I have the following problem:
We have a large product which is in master branch. Also we have other branches that have only few files, the files that are specific to this branch only. Each of those branches represent a plugin to the main product. So for example when you get the main product, you receive lots of files, install them, etc. and later when you decide to get a plugin, you receive a package containing several files only and by uploading these file (and replacing the original ones) you get the plugin installed.

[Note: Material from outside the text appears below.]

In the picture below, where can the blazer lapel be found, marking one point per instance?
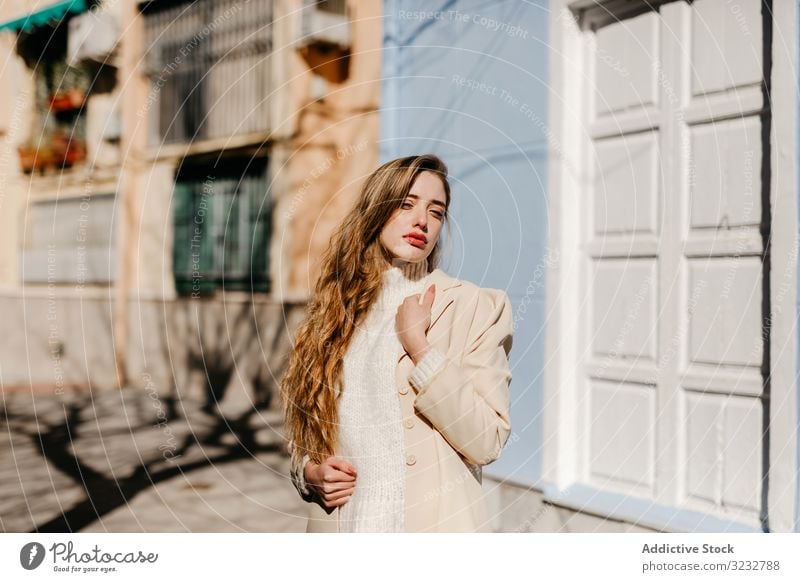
(442, 300)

Let's I have payment.php in master branch (as well as many other files). And I have paypal branch which has one file only which is payment.php. Now I fix a bug in master's payment.php and want to merge this fix in paypal branch. However when I run merge, absolutely all files get added to that branch. So in the end paypal branch has all the files from master branch. Do you by chance know how this can be fixed? I want GIT to merge the files that exist in this branch only, so in the example above the paypal branch should still have one file only (payment.php) with the bug fix merged in.
This is why it's important to manage your branches well, in particular to use topic branches and to merge upwards.
You should make that fix on a topic branch, forked from a common ancestor of all branches which will need the fix, and then merge it into both master and paypal:
x - x - x - x ------------- X (master)
|\ |
| x - x - x ---- X (paypal) |
\ / /
x (bugfix) ---------------
If you have already made your bugfix, and you mistakenly made it on master instead of from the appropriate merge base, and the history on master hasn't been published, you should cherry-pick or rebase it to the right place:
# If the bugfix commit is not at the tip of master, you can rebase to get it there:
git rebase -i <commit before the bugfix> master
# rearrange the list of commits to put the bugfix at the tip, save and quit
# Now either cherry-pick or rebase the commit to the right place
# (rebase is easier if the bugfix is actually several commits)
# Cherry-pick
# make a branch and cherry-pick
git checkout -b bugfix <SHA1 of merge base>
git cherry-pick <SHA1 of bugfix>
# remove the commit from master, assuming it's still on the tip
git checkout master
git reset --hard master^
# or rebase
# make the bugfix branch (assuming it's still on the tip)
git branch bugfix master
# and remove the commit from master (assuming it's still on the tip)
git checkout master
git reset --hard master^ # or if the bugfix is composed of n commits, master~n
# rebase the bugfix branch to the right place
git rebase --onto <SHA1 of merge base> master bugfix
If the history has been published, all you can do is cherry-pick the bugfix onto the paypal branch, and remember to do it right the next time:
git checkout paypal
git cherry-pick <SHA1 of bugfix>
Why don't your other branches contain all the files that are part of the master branch? You're just making things harder on yourself by going through the trouble of removing all the other files. Especially if you later end up needing to change some other file that you already removed.
You're doing it wrong. You're supposed to have all the files in the branch.
It's Git's job to keep track of which files differ between the branches, not yours.
That's sort of one of the points of using a VCS.
If you want to distribute just the files that differ between branches, those can easily be extracted by a script.
You can do something similar to this: http://nvie.com/git-model
(I hope this works)
master
will continue to be your main branch. You create a second branch off master called bugfix
. You create a third branch off bugfix called plugin-foo
.
In plugin-foo you delete all the files that are not needed. Now, whenever you make a change to the files that are not in the plugin branch, you do those on the master branch. All bugfixes go into the bugfix branch. You periodically merge the bugfix branch into both master and the plugin branches. Which leads to bugfixes going into both of those branches.
Isolating your plugins in their own git repo allows you to make evolutions on them independently on a parent project.
If, however, you need them directly included in your project, recent Git releases (git1.7.11 ,June 2012), includes the git subtree script (previously developed on GitHub by apenwarr, now merged into mainline git)
That way, you can merge one repo (and its history) in another, keeping the option to extract its history later on (as opposed to the subtree merge).
That could be seen as an alternative to git submodules.
Another alternative is git slave, to keep parent repo and submodules tightly in sync.